Она молчала, ожидая, пока придет на ум ответ, и веря, что он придет немедленно. Но ответа так и не нашлось. Она еще не понимала, как ошеломило ее одно это слово «удержать» и какие картины оно ей покажет. Она только и смогла, что подумать: «Я же знаю Сэмми всю свою жизнь, он играл в нашей бейсбольной команде, и я знаю, у него и в мыслях не было меня обидеть».
В доме хлопнула дверь, и это избавило Розакок от необходимости что-то говорить. Они обернулись — на освещенной веранде лицом к ним стояла мисс Марина. Она фонаря не видела, но широко махала рукой, зовя к себе, и Сэмми сказал:
— Мисс Роза, я бы отвез вас домой, да сами видите, нужно идти.

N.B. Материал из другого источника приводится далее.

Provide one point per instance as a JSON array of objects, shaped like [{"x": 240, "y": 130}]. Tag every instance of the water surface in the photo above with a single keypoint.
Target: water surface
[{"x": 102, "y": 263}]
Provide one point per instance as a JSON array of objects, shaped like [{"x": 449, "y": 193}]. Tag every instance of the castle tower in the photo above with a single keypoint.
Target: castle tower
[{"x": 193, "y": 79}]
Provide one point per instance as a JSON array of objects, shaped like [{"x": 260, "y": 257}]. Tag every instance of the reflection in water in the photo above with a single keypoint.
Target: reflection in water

Розакок кивнула, и Сэмми поднял фонарь и, сказав «Спокойной ночи», пошел к дому. Она смотрела ему вслед — правый бок освещен теплым светом, на левом чернеет ружье — и впервые в жизни подумала: «Не могу идти домой в такой темнотище», и не прошел он и пяти шагов, как она окликнула его: «Сэмми!» — сама не зная, о чем его просить, хотя уже несколько месяцев у нее вертелся на языке один-единственный вопрос. Он быстро обернулся.
— Что, мэм?
Но она заговорила о том, что было ей сейчас необходимей всего.

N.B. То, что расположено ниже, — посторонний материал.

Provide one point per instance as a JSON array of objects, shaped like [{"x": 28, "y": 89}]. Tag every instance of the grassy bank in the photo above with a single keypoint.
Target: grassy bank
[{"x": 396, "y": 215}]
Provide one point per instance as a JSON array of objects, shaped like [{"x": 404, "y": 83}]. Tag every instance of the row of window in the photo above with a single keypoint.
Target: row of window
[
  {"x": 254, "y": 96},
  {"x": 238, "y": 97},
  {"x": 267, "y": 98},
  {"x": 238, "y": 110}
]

— Я подумала, не одолжишь ли мне фонарь дойти до дому?
— Конечно, мэм. Берите.
Она подошла, и взяла у него фонарь, и сказала: «Очень тебе обязана», и направилась к дороге, зажав ручку фонаря в правой руке, и фонарь покачивался сбоку, порой бросая отсветы вверх, на ее лицо, на глаза, которые видели не дорогу под ногами, а совсем другое, то, что, сам того не подозревая, показал ей Сэмми — воскресный вечер в начале ноября, улетевший ястреб, а ее ведут за собой странные звуки, и она останавливается на краю леса и в просвет между деревьев, в сгущающихся сумерках, видит Уэсли Биверса, ушедшего в себя и вложившего свои желания в ту музыку, что играет гармошка у его губ, а она глядит на его движущиеся руки, и они вызывают в ней мысль: «Есть же какой-то способ удержать его здесь», и она идет вперед, решившись испробовать один такой способ.

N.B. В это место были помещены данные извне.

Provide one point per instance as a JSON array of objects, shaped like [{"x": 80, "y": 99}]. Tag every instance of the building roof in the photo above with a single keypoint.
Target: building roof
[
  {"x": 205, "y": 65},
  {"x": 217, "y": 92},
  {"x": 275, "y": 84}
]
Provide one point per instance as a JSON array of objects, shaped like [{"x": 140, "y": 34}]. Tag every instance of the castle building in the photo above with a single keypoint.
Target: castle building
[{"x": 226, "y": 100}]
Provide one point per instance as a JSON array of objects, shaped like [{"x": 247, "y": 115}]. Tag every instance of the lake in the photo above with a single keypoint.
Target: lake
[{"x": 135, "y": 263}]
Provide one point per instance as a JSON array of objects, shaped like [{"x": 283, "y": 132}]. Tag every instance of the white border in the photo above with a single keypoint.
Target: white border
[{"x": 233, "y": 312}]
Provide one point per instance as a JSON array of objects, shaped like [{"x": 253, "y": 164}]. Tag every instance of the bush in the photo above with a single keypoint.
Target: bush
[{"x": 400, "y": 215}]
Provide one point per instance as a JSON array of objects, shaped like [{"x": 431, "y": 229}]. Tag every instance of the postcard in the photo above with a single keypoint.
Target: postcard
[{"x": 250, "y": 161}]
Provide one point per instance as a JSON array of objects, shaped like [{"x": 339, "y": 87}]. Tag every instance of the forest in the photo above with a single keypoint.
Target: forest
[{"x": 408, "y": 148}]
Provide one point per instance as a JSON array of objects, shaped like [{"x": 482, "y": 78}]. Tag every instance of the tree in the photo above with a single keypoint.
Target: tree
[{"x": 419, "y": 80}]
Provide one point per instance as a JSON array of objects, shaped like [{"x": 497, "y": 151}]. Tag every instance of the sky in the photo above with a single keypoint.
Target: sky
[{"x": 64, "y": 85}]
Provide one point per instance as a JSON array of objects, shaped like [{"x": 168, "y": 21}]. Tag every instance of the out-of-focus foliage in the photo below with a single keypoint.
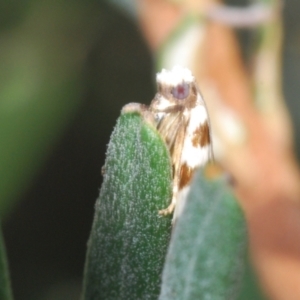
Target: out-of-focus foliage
[
  {"x": 43, "y": 48},
  {"x": 5, "y": 288}
]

Дома она оставила фонарь на веранде и, пройдя мимо кухни, где все сидели за ужином, поднялась к себе и написала такое письмо:
15 декабря
Дорогой Уэсли!
Ты, наверно, удивишься, когда получишь это письмо, почему я так долго молчала и объявилась только перед самым рождеством. Дело в том, что ты кое о чем меня спрашивал, а я не могла ответить наверняка, но теперь могу. За кормой, или как там ты это называешь, не чисто, и я подумала — лучше тебе узнать об этом сейчас, пока еще не начался твой рождественский отпуск, на случай, если ты захочешь провести его как-нибудь по-другому.